Les citoyens ont dès lors intérêt à présenter leurs préoccupations et éléments de
fait de manière groupée pour leur donner plus de poids, et peut-être à les étayer
par une pétition au Parlement européen ou un recours devant une juridiction
nationale. Lorsque la Commission tente d'inciter les États membres à lever les
obstacles à la libre circulation, les citoyens doivent manifester leur présence en
tant que tierce partie non officielle.
•
Une procédure de mise en œuvre accélérée. Il est relativement facile
d’introduire une plainte, mais, à moins qu’il existe une solution immédiate, cela
peut prendre deux ans au moins avant que la Commission n'introduise un
recours devant la Cour européenne de justice et dix-huit mois de plus au
minimum pour les procédures judiciaires. Dans l’intervalle, le(s) ou État(s)

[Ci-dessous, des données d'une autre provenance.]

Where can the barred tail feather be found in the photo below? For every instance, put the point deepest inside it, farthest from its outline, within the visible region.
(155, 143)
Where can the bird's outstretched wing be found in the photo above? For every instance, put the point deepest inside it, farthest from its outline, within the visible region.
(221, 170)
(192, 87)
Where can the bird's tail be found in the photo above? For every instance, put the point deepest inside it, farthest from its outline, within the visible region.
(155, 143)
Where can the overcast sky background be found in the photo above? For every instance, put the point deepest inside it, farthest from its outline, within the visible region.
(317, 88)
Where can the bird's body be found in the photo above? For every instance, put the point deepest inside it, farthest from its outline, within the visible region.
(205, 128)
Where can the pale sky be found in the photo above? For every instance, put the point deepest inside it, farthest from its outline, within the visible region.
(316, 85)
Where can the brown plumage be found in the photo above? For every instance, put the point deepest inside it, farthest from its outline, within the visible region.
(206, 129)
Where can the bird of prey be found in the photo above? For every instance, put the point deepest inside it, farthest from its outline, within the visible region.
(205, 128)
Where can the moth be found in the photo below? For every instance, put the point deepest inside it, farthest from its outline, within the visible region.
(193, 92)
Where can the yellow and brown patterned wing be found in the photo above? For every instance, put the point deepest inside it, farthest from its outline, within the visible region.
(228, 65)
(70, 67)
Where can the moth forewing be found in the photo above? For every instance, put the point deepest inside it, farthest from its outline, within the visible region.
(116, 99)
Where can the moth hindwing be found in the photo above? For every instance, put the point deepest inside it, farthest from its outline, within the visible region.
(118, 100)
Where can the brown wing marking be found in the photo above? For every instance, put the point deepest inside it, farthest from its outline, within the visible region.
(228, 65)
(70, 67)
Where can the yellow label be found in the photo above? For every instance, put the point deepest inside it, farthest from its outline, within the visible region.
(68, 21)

membre(s) concerné(s) peu(ven)t maintenir l'obstacle à l’exercice des droits
européens. La Commission devrait se tourner vers la Cour européenne pour
exiger d'un État membre qu'il lève immédiatement, jusqu'à ce qu'un examen
plus approfondi soit effectué, tout obstacle à l’exercice de droits européens qui,
à première vue, enfreint le droit européen et affecte un grand nombre de
personnes.
2
La directive 2014/54/UE du 16 avril 2014 (OSL 128/8 du 30.4.2014) relative à des mesures facilitant l'exercice
des droits conférés aux travailleurs dans le contexte de la libre circulation des travailleurs devrait être mise
en œuvre d'ici le 21 mai 2016.
•
Un Fonds de solidarité relatif à la libre circulation. En plus de contribuer à une
utilisation plus efficace de la législation européenne pour améliorer la mise en
œuvre de ses dispositions, le fait de prendre des mesures au niveau local peut
également réduire les tensions entre les citoyens européens migrants et la
société du pays d’accueil. Ces tensions renforcent les demandes visant à
restreindre de manière générale les droits européens et les craintes à l'égard les
«touristes de prestations». Toutefois, compte tenu de la répartition très inégale de
la libre circulation, les problèmes qui se posent sont en réalité les rares cas de
fuite de cerveaux dans les pays d’origine ou la pression que subissent les services
locaux dans les pays d’accueil. La politique de cohésion de l’UE est un cadre
idéal, dans la mesure où elle conjugue un cadre européen avec le
développement des communautés locales et des partenariats avec l'ensemble
des acteurs concernés. Ce serait le cadre idéal dans lequel créer le Fonds de
solidarité européen relatif à la libre circulation. Ce Fonds devrait poursuivre un
double objectif: apporter une aide d'urgence aux citoyens européens
vulnérables, en soutenant des cours de langue et l'orientation des demandeurs
d’emploi, tout en fournissant des ressources supplémentaires pour les services de
santé, d'éducation et de logement 3. Le pays d’origine, le pays d’accueil et le
budget de l’UE devraient contribuer à parts égales à ce Fonds.
_____________
3
La Commission européenne commence à attirer l’attention sur l’utilisation qui peut être faite des Fonds
social et régional de l’UE notamment dans sa communication «Libre circulation des citoyens de l’Union et
des membres de leur famille: cinq actions pour faire la différence». Le rapport Barca, commandé par la
Commission européenne sur le futur de la politique de cohésion de l’UE pour la période 2014-2020,
comporte des arguments convaincants pour faire de la question des migrations une priorité.